A Discrete-Ordinates Variational Nodal Method for Solving Multi-Dimensional Neutron Transport Equation With Unstructured Mesh

Abstract

Abstract The variational nodal method (VNM) is an advanced nodal method in the field of reactor physics. The VNM solves neutron transport equations directly without transverse leakage interpolations used in other nodal methods. Moreover, the VNM can tackle arbitrary expansion orders. Given its benefits, VNM performs well in a variety of applications. However, with the advancement of nuclear science and technology, the ability to handle complex unstructured problems becomes indispensable. In order to increase the geometric compatibility of the VNM, an unstructured-mesh variational nodal method (VNM) for solving multi-dimensional neutron transport equations is presented in this paper.
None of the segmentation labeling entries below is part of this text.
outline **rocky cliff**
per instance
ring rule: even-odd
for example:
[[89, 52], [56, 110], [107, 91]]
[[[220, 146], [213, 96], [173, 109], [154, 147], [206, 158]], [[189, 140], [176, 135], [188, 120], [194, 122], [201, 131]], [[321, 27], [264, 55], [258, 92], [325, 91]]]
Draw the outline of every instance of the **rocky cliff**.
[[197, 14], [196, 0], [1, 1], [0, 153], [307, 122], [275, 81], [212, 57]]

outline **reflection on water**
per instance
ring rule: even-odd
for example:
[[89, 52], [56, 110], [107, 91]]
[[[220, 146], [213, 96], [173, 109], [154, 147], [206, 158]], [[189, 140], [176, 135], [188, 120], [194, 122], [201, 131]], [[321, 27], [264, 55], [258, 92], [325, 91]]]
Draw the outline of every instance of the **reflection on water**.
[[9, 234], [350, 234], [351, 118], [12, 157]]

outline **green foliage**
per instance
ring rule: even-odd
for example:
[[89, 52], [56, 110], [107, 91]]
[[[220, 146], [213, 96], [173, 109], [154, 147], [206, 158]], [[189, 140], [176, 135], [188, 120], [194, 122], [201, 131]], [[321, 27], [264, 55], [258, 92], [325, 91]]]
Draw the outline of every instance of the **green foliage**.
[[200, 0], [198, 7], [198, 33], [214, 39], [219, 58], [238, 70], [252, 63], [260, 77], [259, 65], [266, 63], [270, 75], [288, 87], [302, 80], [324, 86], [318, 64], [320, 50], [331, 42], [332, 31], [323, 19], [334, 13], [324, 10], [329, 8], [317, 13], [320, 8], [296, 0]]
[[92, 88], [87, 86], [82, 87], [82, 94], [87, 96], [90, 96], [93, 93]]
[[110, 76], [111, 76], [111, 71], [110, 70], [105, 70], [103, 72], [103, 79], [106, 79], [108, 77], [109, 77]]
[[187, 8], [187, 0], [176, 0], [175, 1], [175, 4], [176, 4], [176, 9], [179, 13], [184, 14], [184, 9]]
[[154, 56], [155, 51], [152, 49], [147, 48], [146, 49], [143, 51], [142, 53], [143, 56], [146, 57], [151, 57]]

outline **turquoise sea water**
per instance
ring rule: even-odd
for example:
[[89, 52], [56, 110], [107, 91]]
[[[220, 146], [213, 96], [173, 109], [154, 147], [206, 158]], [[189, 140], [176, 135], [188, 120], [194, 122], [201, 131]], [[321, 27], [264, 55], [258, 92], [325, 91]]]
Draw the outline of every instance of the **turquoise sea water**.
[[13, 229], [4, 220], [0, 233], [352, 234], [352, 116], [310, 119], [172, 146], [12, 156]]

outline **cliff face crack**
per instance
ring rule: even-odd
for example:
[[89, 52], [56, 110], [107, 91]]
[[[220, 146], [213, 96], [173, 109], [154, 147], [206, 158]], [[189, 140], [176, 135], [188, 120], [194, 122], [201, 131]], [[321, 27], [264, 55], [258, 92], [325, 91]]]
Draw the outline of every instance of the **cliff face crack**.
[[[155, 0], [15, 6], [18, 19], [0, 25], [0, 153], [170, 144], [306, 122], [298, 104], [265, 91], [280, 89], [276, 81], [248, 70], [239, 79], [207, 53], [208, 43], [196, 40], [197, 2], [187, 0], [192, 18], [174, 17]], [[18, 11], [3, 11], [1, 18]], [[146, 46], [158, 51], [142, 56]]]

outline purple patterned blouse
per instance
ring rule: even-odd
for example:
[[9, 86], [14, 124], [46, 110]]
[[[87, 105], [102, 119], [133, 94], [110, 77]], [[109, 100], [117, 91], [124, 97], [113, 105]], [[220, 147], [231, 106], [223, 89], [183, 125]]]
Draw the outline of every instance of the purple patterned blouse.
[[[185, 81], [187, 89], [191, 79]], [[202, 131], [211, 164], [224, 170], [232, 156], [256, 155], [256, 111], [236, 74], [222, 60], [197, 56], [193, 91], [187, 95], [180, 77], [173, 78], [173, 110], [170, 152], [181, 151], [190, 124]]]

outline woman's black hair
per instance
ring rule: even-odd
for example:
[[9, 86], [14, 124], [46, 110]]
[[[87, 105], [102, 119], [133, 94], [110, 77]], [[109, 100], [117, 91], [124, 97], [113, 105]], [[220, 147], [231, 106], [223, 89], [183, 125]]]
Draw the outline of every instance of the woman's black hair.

The neutron transport equation is transformed into a variational formulation, in which an even-parity Lagrange multipliers enforce neutron conservation in each node, to obtain the weak-form solution. The entire problem domain is spatially meshed into several unstructured nodes. And the neutron flux, source, and current are spatially approximated by a set of complete orthogonal polynomials. The conception of the unique node is adopted to reduce the memory and improve efficiency. Orthogonal polynomials are established in a standard node for spatial discretization, and each unstructured node is related to the standard node by the coordinate mapping matrix, respectively. The discrete-ordinates (SN) method is employed to deal with angle variables so that the original equation is decoupled into several equations with different discretization directions. Then, the variational formulation is completely discretized, and the response equations are derived. Finally, different types of benchmarks are employed to validate and evaluate the proposed method. Numerical results demonstrate that unstructured-mesh VNM exhibits significant geometric compatibility and comparable accuracy.